L'histoire est jonchée de ces moments brutaux. Mika Hakkinen n'a remporté que quelques secondes du Grand Prix d'Espagne 2001 lorsque son McLaren a subi une panne hydraulique au dernier tour. Des années plus tard, Kimi Raikkonen a vu sa propre suspension se briser sur le dernier tour du Grand Prix d'Europe 2005 tout en essayant d'inspecter un pneu à points plats. Le chagrin demeure le même, qu'il s'agisse d'un gremlin technique ou d'un effondrement mécanique.
Même les légendes ne sont pas épargnées. Le moteur Honda d'Ayrton Senna a abandonné à peine trois tours de la fin du Grand Prix canadien de 1989, et Alain Prost a vu sa victoire au Grand Prix italien de 1993 s'évaporer avec une panne moteur Renault à cinq tours du drapeau. Puis il y eut Nigel Mansell en 1991, dont Williams s'arrêta tout simplement sur le dernier tour à Montréal, et Lewis Hamilton, dont le Grand Prix malaisien 2016 s'est terminé en fumée avec seulement 15 tours à courir.

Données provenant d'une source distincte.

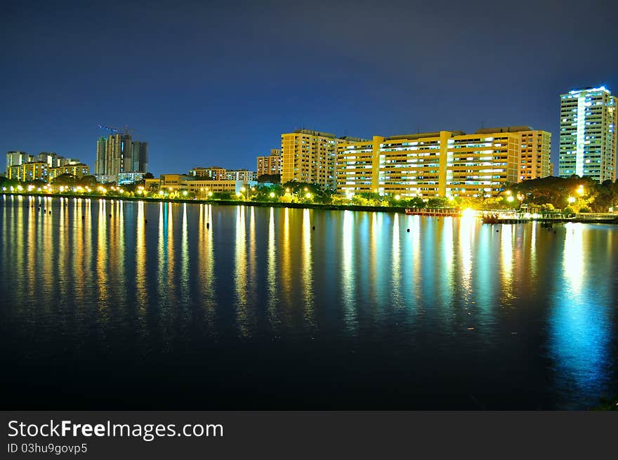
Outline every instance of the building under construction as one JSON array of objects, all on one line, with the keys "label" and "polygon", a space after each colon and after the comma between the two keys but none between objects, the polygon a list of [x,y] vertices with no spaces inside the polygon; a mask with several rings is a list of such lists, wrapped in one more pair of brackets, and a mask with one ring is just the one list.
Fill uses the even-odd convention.
[{"label": "building under construction", "polygon": [[133,130],[99,126],[111,133],[97,141],[94,171],[99,182],[122,182],[123,178],[138,178],[148,171],[148,143],[133,140]]}]

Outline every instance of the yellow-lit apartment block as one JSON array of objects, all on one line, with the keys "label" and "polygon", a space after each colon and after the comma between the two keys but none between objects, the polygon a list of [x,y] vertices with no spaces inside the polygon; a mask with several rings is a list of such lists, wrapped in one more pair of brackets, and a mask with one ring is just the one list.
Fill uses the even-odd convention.
[{"label": "yellow-lit apartment block", "polygon": [[551,176],[553,168],[550,163],[551,155],[551,133],[530,126],[507,126],[479,129],[479,133],[492,134],[497,132],[516,133],[520,138],[520,157],[518,160],[519,173],[518,182],[539,179]]},{"label": "yellow-lit apartment block", "polygon": [[281,135],[281,183],[308,182],[334,190],[337,145],[344,142],[334,134],[297,129]]},{"label": "yellow-lit apartment block", "polygon": [[63,174],[72,174],[74,177],[80,178],[84,176],[90,176],[90,166],[83,163],[79,163],[50,168],[49,181],[51,182],[58,176]]},{"label": "yellow-lit apartment block", "polygon": [[46,162],[30,162],[23,164],[15,164],[8,168],[7,178],[20,182],[31,180],[44,180],[47,182],[48,165]]},{"label": "yellow-lit apartment block", "polygon": [[258,177],[265,174],[272,176],[281,174],[281,150],[270,149],[270,155],[268,157],[258,157]]},{"label": "yellow-lit apartment block", "polygon": [[[473,134],[442,131],[374,136],[371,141],[341,143],[337,191],[423,197],[497,196],[504,183],[522,180],[521,162],[522,158],[527,161],[528,152],[526,147],[522,156],[521,139],[527,140],[528,131],[534,130],[520,128],[494,129],[491,133],[479,130]],[[542,131],[537,133],[530,138],[544,138]],[[548,147],[541,156],[537,162],[546,164],[548,170]],[[546,172],[548,176],[541,167],[539,173]]]}]

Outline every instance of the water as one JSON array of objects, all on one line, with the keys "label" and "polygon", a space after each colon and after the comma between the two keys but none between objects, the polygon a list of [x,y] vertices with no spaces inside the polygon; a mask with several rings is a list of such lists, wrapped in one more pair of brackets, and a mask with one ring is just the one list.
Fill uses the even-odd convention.
[{"label": "water", "polygon": [[0,196],[4,405],[585,409],[618,393],[618,229],[555,230]]}]

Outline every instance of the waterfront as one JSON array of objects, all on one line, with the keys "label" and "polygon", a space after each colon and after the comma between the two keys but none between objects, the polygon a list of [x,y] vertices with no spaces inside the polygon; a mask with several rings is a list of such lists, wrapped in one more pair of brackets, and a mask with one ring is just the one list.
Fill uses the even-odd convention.
[{"label": "waterfront", "polygon": [[613,225],[0,206],[15,408],[584,409],[618,393]]}]

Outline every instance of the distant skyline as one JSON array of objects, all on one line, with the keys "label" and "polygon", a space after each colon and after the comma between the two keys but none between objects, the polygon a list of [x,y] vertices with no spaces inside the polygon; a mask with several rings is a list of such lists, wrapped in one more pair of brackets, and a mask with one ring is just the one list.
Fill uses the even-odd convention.
[{"label": "distant skyline", "polygon": [[[618,93],[616,2],[11,1],[0,150],[93,169],[98,125],[135,129],[151,172],[256,168],[305,127],[371,138],[530,125],[560,95]],[[589,24],[588,21],[590,21]]]}]

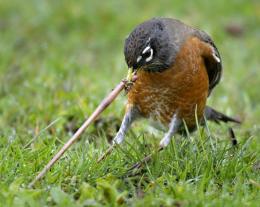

Parfois, la pression est tout simplement trop. Sebastian Vettelas 2018 à domicile en Allemagne s'est terminé dans les barrières sur Lap 52 après une erreur sous la pluie, tandis que Charles Leclercs 2022 s'est terminé par une perte soudaine de puissance. C'est un rappel que peu importe comment commander la tête, la course n'est jamais vraiment terminée jusqu'à ce que la voiture franchisse la ligne.